Robotics and AI

Fake news and artificial intelligence

7 August 2018 | Written by La redazione

82% of Italians can’t recognize a hoax on the web. But how will the impact of fake news change in the coming years? Technology could help "good journalism" but also make the situation even worse

The well-known messaging app WhatsApp aims to curb the phenomenon of fake news in an increasingly decisive manner. In fact, on the platform owned by Facebook, hoaxes have found fertile ground to spread like wildfire through their forwarding on private chats and groups. In a short while, however, users will be able to send the same message to a maximum of 5 contacts. A useful countermeasure, but certainly not decisive considering the scope of the “fake news” phenomenon. A more concrete help, however, could come from various applications of artificial intelligence, on which researchers and experts of the sector are already working. At the same time, however, thanks to the AI could be born systems to create hoaxes increasingly difficult to recognize.

The numbers of a disturbing phenomenon. Italians are web-dependent and bombarded with information, but they are not able to recognize fake news. This is what emerges from the “Infosfera” report, a research on the Italian media universe conducted by a team of the Suor Orsola Benincasa University that deals with mass media. The study, now in its second edition, involved a survey sample of over 1500 Italian citizens and collected and analyzed data on the perception of the Italian media system. What emerged from “Infosfera” is alarming: 82% of Italians are not able to recognize a hoax on the web, although 87% of respondents do not believe in social networks as a source of reliable news. At the same time, however, there is no real awareness of the risk of spreading false news: for the 77.3%, the fake news doesn’t weaken democracy.

The economic implication is of further concern. Creating hoaxes is a real business, rather profitable: on the sites that spread this news can also be found advertising, with an income that is around 1 euro every 500 views. According to these estimates, a 500,000-click fake news could lead to a gain of 1,000 euros in a few days.

Fighting fake news with the AI. Considering the data we have just present and the speed with which the news spread on the web, the fight against fake news is really complicated. A considerable help, however, could come from artificial intelligence and both the researchers of the sector and the big companies of the technological world seem to have noticed it. Facebook, for example, recently acquired Bloomsbury AI, a London startup that takes care of creating a system able to recognize a hoax by studying history, numbers and evidence on the subject in question.

Even in Italy, however, there are those who do not remain to watch: a team of six researchers has created askPinocchio, a system based on intelligent algorithms able to recognize false news online. According to the scientists and the system developed by them, “fake news” can be identified automatically and with high precision, analyzing both the content of the news and how it spreads through the social network. Try it to believe: to test the service simply go to the www.askpinocchio.com site and enter the link of the news you want to check.

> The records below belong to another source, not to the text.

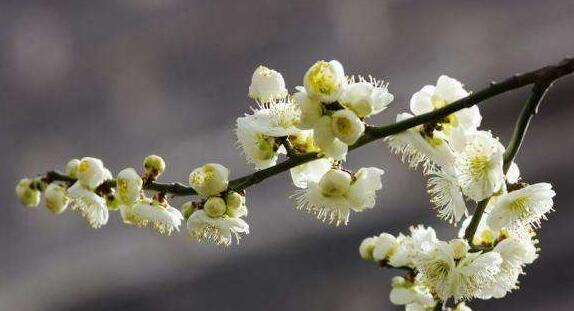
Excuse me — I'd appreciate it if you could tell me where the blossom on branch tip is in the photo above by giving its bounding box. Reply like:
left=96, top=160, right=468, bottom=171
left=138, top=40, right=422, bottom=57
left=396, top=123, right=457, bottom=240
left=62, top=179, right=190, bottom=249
left=189, top=163, right=229, bottom=196
left=303, top=60, right=347, bottom=103
left=77, top=157, right=111, bottom=189
left=16, top=178, right=42, bottom=207
left=120, top=198, right=183, bottom=235
left=68, top=181, right=109, bottom=229
left=144, top=154, right=165, bottom=179
left=249, top=66, right=287, bottom=102
left=65, top=159, right=80, bottom=178
left=116, top=168, right=143, bottom=205
left=487, top=183, right=556, bottom=230
left=294, top=167, right=383, bottom=226
left=44, top=183, right=70, bottom=215
left=455, top=131, right=504, bottom=202
left=339, top=77, right=394, bottom=118
left=187, top=209, right=249, bottom=246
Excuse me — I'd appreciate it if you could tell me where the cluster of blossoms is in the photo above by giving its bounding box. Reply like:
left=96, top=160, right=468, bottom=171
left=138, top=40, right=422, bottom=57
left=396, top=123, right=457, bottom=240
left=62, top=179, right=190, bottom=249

The super fake news. The AI, however, could also allow the birth and the diffusion of a new generation of fake news, more difficult to recognize and much riskier. As we told in our “World News” a few weeks ago, using the so-called opposing generative networks, GAN, it is possible to create incredibly realistic artificial images, videos and audios, able to fool even the most sophisticated verification systems. Thanks to this technology, for example, you could falsify or even create speeches and declarations by Heads of State, reproducing not only the lips movements and the moves, but also the voice, with truly dangerous consequences for the balance of world politics. The US government has realized the potential risks and is funding a project to understand how to recognize these “fakes”.

Even for artificial intelligence applied to fake news, then, the phrase that Impactscool recites as a mantra is valid: “there are no good technologies and bad technologies, everything depends on the use we make of them”.